Both paths produce equivalent output (same HTML structure, same marker, same metadata). Consumers pick by convention — dotnet-shop deployments tend to prefer the FAKE seam; consumers with deep vite.config.mts customisation may prefer the JS seam.

Verification

After applying the diff:

  1. Build: dotnet build should succeed without warnings. The new ClientConfig.PrerenderRoutes field has a default of [], so existing consumers that don't reference it stay compatible.

  2. SPA-only behaviour preserved: consumers who do NOT declare any PrerenderRoutes (or who declare []) should see byte-for-byte identical runtime behaviour — the hydration bootstrap finds no marker, calls Client.run directly, and the server middleware looks up no files and falls through to UseStaticFiles.

  3. Prerendered route hydrates without warnings: declare one route, run the prerender target, load the resulting page in a browser. Open DevTools Console; React should not log a hydration-mismatch warning. The DevTools Network panel should show the prerendered HTML as the first response.

  4. Metadata updates on SPA navigation: with two prerendered routes declared and MetadataHook.install wired, navigate between them via the SPA. The <title> and <meta> tags should swap. The og: tags should update for AdSense / social-share scrapers.

  5. Googlebot fetch: curl -A "Googlebot/2.1" https://your-deploy/. The response body should contain the prerendered metadata (title, description, OG tags) — not the empty SPA shell.

Rollback

The phase is opt-in throughout. To roll back:

  1. Set ClientConfig.PrerenderRoutes = [] (or remove the field entirely; the default is []).
  2. Swap Bootstrap.Hydration.run back to Client.run.
  3. Remove MetadataHook.install from the bootstrap.
  4. Drop app.UseMiddleware<PrerenderedRoutesMiddleware> from the server pipeline.
  5. Delete any dist/*.html files emitted by the FAKE target (other than the SPA index.html).

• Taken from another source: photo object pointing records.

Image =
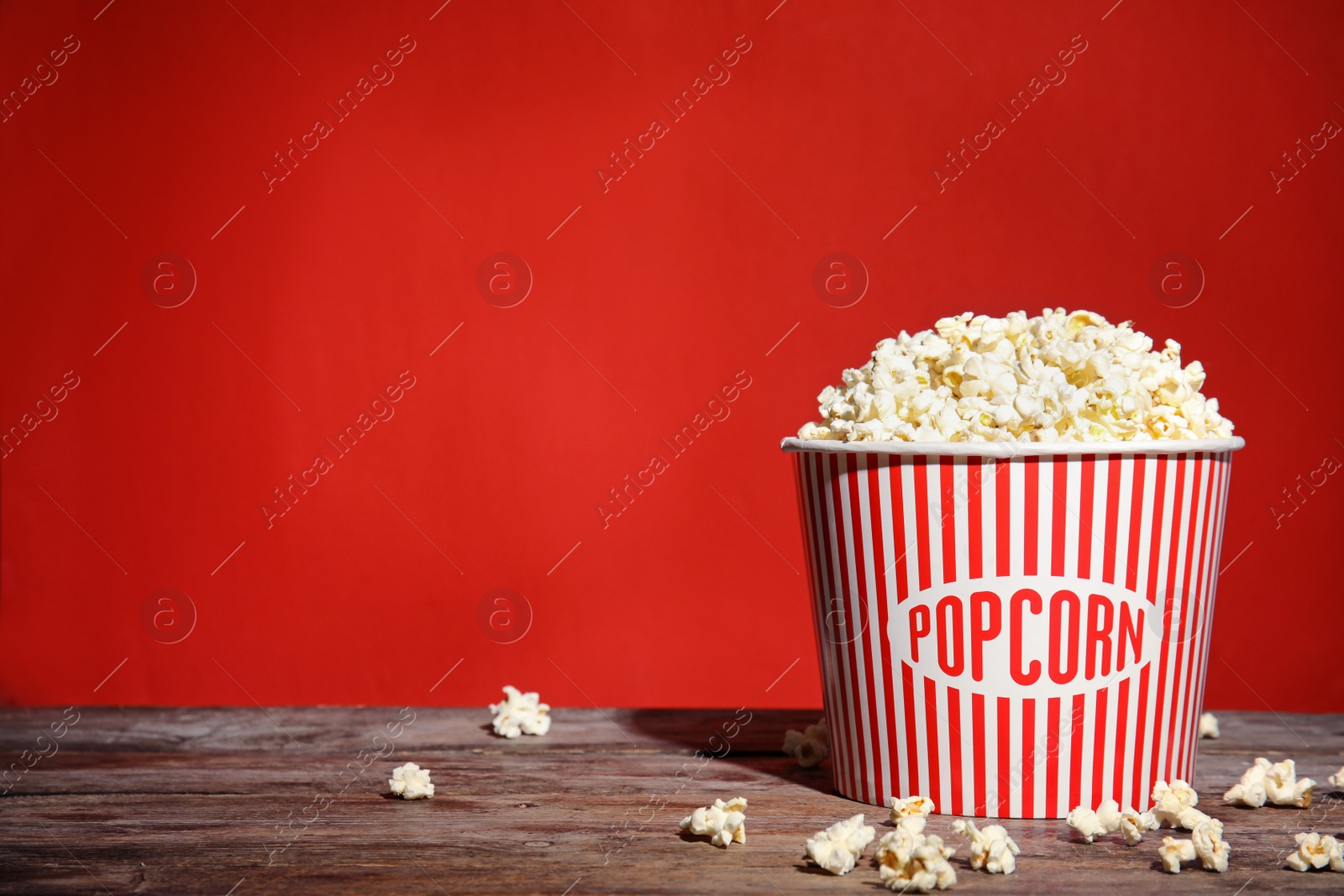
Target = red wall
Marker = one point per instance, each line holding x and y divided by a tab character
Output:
649	295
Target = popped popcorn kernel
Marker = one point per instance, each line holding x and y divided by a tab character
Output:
1274	783
1054	378
1173	852
1210	846
1085	822
1284	788
1209	726
991	848
810	747
723	822
1171	801
1315	852
412	782
914	862
521	714
1133	824
1108	819
911	813
840	846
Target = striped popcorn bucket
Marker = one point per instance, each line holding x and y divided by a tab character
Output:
1012	629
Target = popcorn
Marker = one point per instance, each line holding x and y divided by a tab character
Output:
1055	378
412	782
1273	782
521	714
911	813
1213	851
914	862
1315	851
810	747
1085	822
1133	824
991	849
1171	801
723	822
1209	726
839	846
1173	852
1108	819
1283	788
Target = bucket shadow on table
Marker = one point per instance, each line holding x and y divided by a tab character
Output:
748	738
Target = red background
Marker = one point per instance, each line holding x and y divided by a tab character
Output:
685	271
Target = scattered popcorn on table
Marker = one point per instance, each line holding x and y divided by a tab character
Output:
412	782
810	747
1133	824
1055	378
1085	822
991	849
1274	783
521	714
1284	788
1171	801
914	862
1207	837
1209	726
1108	819
1173	852
1316	851
839	846
723	822
911	813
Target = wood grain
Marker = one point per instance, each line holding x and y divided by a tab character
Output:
188	801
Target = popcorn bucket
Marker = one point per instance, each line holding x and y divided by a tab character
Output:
1012	629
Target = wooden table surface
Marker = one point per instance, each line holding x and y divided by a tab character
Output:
281	801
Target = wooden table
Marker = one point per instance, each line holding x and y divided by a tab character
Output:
250	801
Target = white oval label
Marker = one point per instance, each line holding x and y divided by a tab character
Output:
1023	636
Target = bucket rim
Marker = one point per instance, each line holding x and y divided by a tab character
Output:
1014	449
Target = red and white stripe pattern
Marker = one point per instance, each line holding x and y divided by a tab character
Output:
884	527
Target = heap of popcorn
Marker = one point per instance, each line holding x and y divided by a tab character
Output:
1057	378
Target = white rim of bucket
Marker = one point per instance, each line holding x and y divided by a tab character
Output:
1015	449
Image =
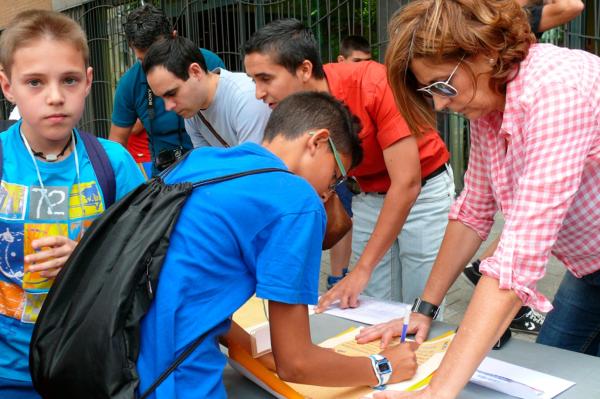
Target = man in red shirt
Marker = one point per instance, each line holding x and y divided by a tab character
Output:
395	246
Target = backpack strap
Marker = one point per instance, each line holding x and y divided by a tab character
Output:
238	175
102	167
190	349
4	125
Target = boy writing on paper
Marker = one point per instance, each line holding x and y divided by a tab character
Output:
49	191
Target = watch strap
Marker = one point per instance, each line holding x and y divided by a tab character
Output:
425	308
382	377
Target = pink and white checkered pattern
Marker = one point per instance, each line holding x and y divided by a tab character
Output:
539	164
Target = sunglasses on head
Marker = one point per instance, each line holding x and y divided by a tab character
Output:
442	88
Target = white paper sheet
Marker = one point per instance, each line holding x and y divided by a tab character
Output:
369	311
518	381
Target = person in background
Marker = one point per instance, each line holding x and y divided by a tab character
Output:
548	14
139	148
534	111
354	49
50	192
407	186
134	100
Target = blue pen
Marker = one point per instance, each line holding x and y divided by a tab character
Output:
405	324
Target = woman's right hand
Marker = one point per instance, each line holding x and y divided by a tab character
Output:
419	325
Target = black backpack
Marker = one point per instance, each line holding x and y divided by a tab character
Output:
85	343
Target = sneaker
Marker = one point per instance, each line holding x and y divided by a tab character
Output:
530	322
333	280
471	272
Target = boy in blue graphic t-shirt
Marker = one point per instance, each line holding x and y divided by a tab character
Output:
49	192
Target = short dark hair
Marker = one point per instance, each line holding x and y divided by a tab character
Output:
145	25
289	43
354	43
175	54
310	110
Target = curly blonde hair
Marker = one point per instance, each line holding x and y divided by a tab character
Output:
446	31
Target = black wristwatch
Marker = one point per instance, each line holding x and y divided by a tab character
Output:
425	308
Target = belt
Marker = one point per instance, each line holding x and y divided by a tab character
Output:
430	176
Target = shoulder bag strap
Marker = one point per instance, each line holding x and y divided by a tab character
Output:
102	167
212	130
190	349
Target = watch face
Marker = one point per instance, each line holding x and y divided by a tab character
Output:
383	367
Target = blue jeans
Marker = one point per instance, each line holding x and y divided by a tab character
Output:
574	323
403	271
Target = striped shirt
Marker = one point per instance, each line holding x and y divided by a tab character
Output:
538	163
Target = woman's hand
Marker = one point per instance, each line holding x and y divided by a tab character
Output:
53	254
347	290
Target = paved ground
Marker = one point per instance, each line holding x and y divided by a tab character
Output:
460	293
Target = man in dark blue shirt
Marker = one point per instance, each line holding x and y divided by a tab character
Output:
135	102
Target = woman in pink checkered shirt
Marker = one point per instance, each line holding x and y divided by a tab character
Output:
534	111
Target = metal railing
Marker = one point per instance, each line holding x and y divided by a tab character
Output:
224	25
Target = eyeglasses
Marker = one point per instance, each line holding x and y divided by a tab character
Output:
338	161
441	88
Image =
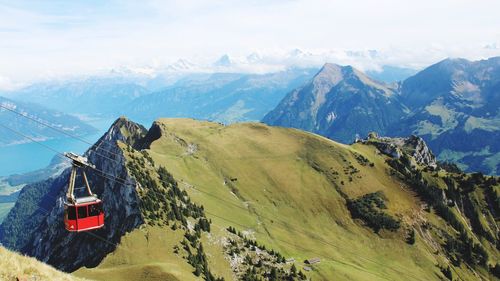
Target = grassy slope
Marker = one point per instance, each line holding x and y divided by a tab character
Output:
4	209
286	196
17	267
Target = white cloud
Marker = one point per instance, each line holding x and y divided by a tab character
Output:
45	39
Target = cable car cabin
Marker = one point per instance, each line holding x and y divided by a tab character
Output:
86	214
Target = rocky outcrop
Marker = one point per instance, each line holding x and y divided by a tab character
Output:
46	238
413	146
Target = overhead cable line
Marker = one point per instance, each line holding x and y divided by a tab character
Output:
124	182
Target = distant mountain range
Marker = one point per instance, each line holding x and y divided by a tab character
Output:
454	105
193	200
223	97
61	121
92	96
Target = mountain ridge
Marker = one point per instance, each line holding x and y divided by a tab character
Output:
276	186
451	104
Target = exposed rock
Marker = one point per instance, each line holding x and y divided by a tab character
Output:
414	146
48	240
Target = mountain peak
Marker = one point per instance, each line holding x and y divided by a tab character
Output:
123	130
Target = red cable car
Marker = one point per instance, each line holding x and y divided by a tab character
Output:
85	213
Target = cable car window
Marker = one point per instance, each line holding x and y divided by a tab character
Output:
94	209
82	212
71	211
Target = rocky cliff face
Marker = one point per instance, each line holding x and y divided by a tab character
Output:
42	228
413	146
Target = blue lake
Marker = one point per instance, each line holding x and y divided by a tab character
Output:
27	157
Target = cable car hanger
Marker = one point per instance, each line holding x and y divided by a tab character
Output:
84	213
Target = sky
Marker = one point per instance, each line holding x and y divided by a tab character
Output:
48	39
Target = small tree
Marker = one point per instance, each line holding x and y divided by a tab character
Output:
411	237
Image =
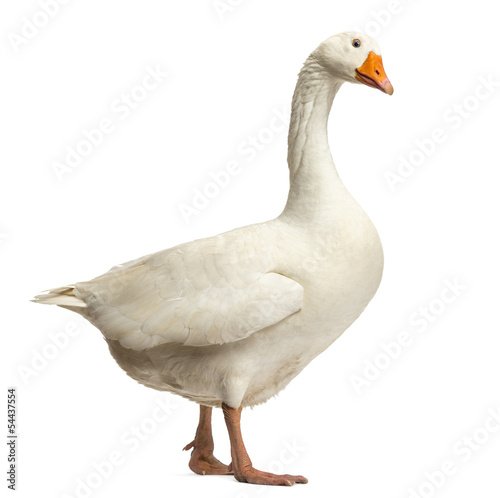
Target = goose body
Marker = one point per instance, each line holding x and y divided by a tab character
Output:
230	320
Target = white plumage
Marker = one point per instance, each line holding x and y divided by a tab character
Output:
233	318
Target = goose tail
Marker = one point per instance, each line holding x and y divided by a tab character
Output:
61	296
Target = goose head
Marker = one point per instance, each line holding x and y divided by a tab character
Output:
354	57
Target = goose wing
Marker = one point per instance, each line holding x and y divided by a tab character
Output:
209	291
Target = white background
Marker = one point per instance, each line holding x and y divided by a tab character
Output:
228	74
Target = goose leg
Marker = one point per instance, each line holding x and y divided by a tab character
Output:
202	457
241	463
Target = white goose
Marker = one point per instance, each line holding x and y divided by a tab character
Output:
230	320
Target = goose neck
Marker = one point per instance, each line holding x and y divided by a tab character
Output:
313	177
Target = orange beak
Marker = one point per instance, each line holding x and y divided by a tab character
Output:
372	73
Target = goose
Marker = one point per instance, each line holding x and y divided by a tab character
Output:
228	321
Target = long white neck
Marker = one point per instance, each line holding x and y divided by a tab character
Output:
314	181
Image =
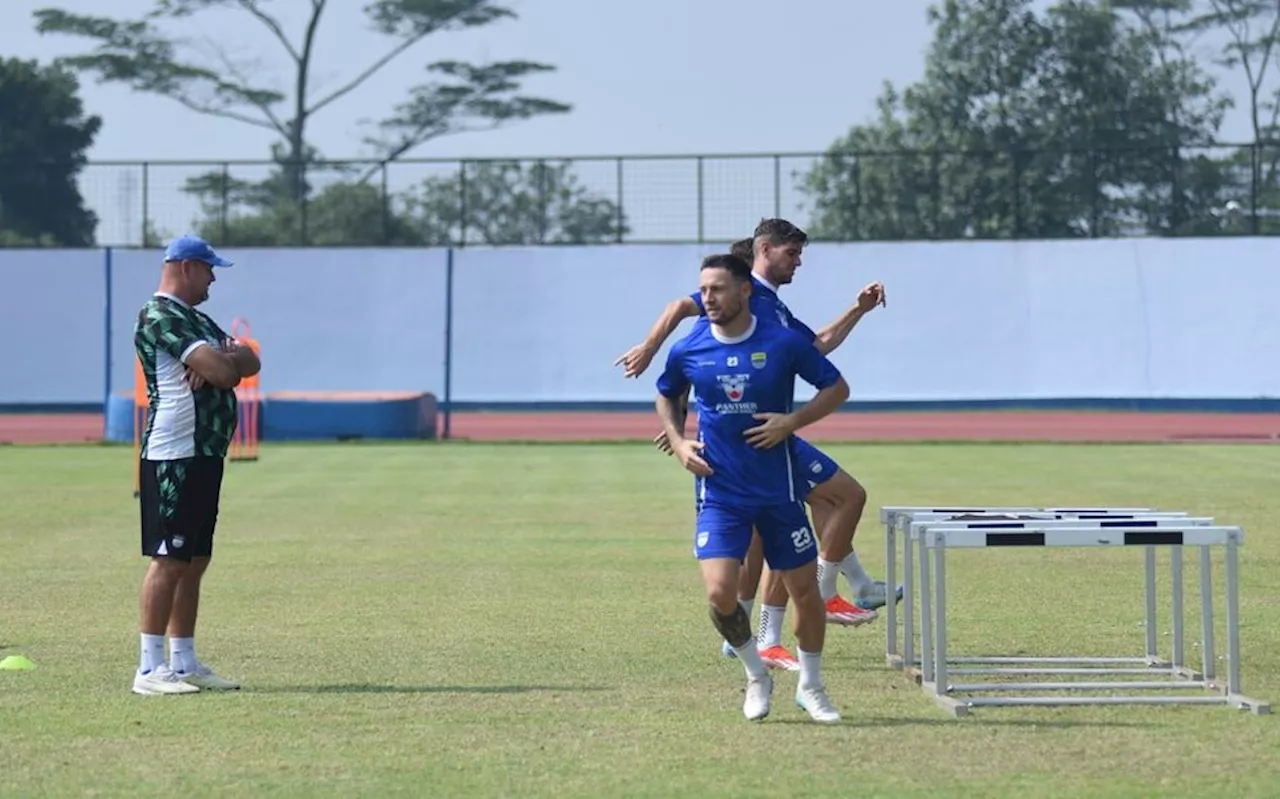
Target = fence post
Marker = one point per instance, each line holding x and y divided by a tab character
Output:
700	213
1018	193
1253	187
387	210
462	204
106	336
448	345
1096	192
146	201
621	220
227	213
777	186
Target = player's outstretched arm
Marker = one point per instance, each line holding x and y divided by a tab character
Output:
778	427
688	451
661	441
835	333
638	359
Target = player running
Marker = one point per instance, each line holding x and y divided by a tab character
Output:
743	369
836	498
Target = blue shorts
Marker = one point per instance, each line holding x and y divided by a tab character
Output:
785	532
816	466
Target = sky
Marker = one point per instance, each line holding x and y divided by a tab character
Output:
662	77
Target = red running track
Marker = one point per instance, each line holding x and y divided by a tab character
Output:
984	425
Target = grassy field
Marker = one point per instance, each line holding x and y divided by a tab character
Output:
528	620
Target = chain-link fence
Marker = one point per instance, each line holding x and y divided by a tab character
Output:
849	196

The runtime returns to byte-for-byte pure-SPA behaviour.

Out of scope (not delivered by this phase)

  • True request-time SSR (server renders fresh HTML per request, e.g. for deep-link routes like /calculator/2009/50000). Phase 38 covers content-site SSR; dynamic-SPA SSR is a larger future surface. Static prerender covers the SEO 80%.
  • Per-route robots.txt configuration — consumers handle this via their static-asset host's standard mechanism.
  • Internationalised prerender output (per-locale variants of each route). Composes with Phase 12a (i18n infrastructure) when both ship; out of v1 scope.
  • AMP / accelerated mobile pages — not a 2026 SEO priority.